It is almost undeniable that cloud computing is the future. And when it comes to technology the future is now. Cloud computing is the ability to store, manage and process data in a remote server that is hosted on the internet. Essentially, it is your hard drive but out on the internet so you are able to access it anywhere from any device that is outfitted with internet. The possibilities of this technology are seemingly endless and multinational businesses want in.

This seems to have driven the most recent, and largest, deal made by IBM since changing leadership in January 2012. IBM purchased SoftLayer, a Dallas based firm that controls 13 data centers across the United States, Singapore and Amsterdam. This move increases IBM’s presence in cloud computing services and adds to their 10 data centers that they currently operate. IBM has worked to build up their cloud computing services for some time, spending over $4 billion in acquisitions. They are not the only ones who have realized the power of cloud computing.

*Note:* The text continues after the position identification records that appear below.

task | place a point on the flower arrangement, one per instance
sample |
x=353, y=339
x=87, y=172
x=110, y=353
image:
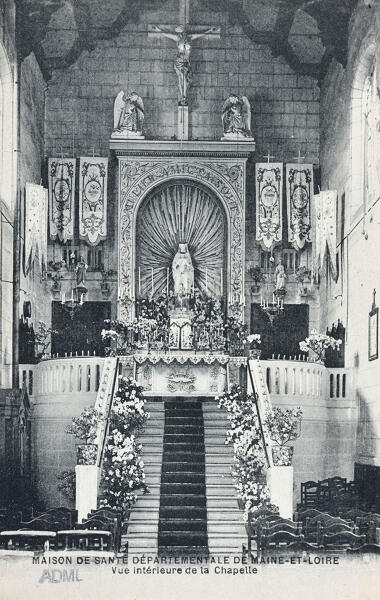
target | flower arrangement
x=254, y=340
x=123, y=468
x=284, y=424
x=256, y=274
x=302, y=273
x=42, y=338
x=249, y=454
x=319, y=343
x=66, y=484
x=85, y=426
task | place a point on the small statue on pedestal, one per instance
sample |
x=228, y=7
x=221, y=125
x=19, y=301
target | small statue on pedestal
x=280, y=278
x=236, y=118
x=128, y=116
x=183, y=272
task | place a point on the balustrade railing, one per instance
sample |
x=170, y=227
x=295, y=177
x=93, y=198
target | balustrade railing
x=293, y=378
x=63, y=375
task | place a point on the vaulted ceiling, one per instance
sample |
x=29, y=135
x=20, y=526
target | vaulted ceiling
x=307, y=33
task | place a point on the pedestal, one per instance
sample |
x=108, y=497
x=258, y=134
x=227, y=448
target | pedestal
x=183, y=122
x=280, y=483
x=86, y=486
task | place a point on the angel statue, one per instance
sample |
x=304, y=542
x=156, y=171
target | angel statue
x=236, y=118
x=128, y=116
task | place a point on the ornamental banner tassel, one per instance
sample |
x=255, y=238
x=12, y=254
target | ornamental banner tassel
x=299, y=191
x=269, y=204
x=35, y=225
x=61, y=198
x=93, y=199
x=325, y=228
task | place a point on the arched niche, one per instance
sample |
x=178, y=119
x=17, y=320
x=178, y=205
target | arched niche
x=222, y=179
x=180, y=211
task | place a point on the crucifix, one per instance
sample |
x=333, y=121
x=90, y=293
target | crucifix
x=183, y=37
x=299, y=157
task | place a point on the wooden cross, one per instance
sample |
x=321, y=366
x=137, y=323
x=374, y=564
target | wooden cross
x=299, y=157
x=269, y=156
x=183, y=36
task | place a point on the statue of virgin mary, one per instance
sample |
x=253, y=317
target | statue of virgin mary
x=183, y=271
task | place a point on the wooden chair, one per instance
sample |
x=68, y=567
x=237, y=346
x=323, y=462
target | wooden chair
x=365, y=549
x=309, y=493
x=278, y=540
x=342, y=541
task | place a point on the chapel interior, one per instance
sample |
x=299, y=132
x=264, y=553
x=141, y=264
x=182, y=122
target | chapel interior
x=160, y=158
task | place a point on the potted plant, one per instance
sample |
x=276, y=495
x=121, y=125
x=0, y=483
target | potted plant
x=284, y=425
x=257, y=277
x=318, y=343
x=303, y=276
x=254, y=341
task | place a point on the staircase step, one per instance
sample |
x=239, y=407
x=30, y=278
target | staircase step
x=183, y=477
x=183, y=512
x=183, y=488
x=182, y=538
x=195, y=525
x=188, y=500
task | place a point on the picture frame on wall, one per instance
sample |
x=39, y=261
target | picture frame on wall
x=373, y=331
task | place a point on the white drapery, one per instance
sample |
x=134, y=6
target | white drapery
x=180, y=212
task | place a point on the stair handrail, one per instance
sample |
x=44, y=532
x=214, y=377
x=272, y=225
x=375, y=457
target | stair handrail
x=103, y=404
x=262, y=403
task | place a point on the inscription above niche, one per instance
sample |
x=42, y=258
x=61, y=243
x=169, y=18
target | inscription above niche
x=218, y=167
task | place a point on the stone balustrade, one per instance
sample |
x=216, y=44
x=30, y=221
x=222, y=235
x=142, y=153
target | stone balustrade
x=62, y=375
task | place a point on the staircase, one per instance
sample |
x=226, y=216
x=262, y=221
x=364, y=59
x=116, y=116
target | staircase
x=182, y=524
x=226, y=529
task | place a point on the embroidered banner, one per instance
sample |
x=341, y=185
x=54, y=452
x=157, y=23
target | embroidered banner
x=35, y=225
x=325, y=229
x=93, y=199
x=299, y=191
x=61, y=198
x=268, y=204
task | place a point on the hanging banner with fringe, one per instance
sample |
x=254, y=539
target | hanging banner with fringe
x=93, y=199
x=299, y=191
x=36, y=201
x=325, y=207
x=61, y=198
x=269, y=204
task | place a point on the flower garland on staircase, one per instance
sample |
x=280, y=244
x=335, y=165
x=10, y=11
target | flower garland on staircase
x=123, y=472
x=249, y=468
x=123, y=468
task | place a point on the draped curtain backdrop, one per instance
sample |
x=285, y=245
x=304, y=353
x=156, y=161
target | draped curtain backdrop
x=180, y=212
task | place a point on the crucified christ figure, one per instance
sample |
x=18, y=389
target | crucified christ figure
x=182, y=64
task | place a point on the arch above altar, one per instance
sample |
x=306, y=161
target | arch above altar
x=218, y=168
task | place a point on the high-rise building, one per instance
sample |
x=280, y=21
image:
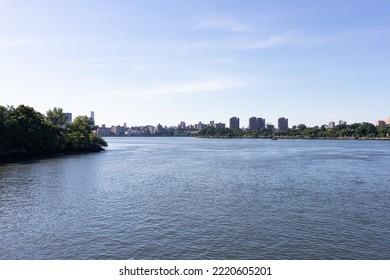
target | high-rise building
x=282, y=124
x=234, y=122
x=260, y=123
x=68, y=117
x=381, y=123
x=253, y=125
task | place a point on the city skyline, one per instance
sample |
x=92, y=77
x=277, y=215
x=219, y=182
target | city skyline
x=152, y=61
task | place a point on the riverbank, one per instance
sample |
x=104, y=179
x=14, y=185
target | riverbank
x=17, y=156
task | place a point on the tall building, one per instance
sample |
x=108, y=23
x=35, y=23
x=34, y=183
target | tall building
x=234, y=122
x=253, y=125
x=68, y=117
x=381, y=123
x=282, y=124
x=260, y=123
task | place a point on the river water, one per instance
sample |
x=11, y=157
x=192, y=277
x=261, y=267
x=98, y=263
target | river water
x=189, y=198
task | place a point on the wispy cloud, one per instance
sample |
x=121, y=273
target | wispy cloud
x=223, y=24
x=17, y=42
x=179, y=88
x=249, y=43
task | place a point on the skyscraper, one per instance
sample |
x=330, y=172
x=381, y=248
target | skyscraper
x=253, y=125
x=282, y=124
x=234, y=122
x=260, y=123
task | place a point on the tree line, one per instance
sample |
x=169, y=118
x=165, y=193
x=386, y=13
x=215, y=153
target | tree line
x=25, y=131
x=354, y=131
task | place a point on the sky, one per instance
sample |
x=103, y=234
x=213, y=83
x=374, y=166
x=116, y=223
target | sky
x=146, y=62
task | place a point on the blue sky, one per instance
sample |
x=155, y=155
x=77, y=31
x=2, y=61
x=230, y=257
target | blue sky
x=149, y=62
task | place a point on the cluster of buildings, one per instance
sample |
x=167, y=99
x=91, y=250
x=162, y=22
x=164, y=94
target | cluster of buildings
x=383, y=123
x=234, y=123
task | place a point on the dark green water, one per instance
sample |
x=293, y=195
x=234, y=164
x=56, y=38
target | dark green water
x=186, y=198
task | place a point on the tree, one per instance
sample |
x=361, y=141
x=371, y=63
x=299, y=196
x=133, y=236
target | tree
x=56, y=117
x=79, y=135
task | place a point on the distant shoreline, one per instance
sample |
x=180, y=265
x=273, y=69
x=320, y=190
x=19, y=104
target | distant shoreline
x=243, y=137
x=15, y=156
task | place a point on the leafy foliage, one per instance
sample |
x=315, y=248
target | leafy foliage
x=358, y=131
x=24, y=130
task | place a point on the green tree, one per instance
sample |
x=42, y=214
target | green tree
x=79, y=135
x=56, y=117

Large multinational technology companies have worked to develop cloud computing services as the market continues to grow. Microsoft’s cloud, Windows Azure, has crossed the $1 billion in revenue threshold. Amazon still operates the largest network of cloud computing services and could reach close $5 billion in revenue by 2014. Google offers cloud computing solutions and even Apple has created a cloud where you are able to store and backup all of your iTunes files. Businesses are increasingly realizing the advantages cloud computing offers and are increasingly relying on the new technology to gain a competitive edge.

Cloud computing is a real innovation for international business. Operating from a cloud allows for dynamic solutions and mobility that has not existed before. You no longer have to be tied to one device or one hard drive. This allows for more collaboration and knocks down walls that have long stood in the way of international efficiency. It is no wonder why IBM has made continual investments in their cloud computing service; the problem is, they are still playing catch up.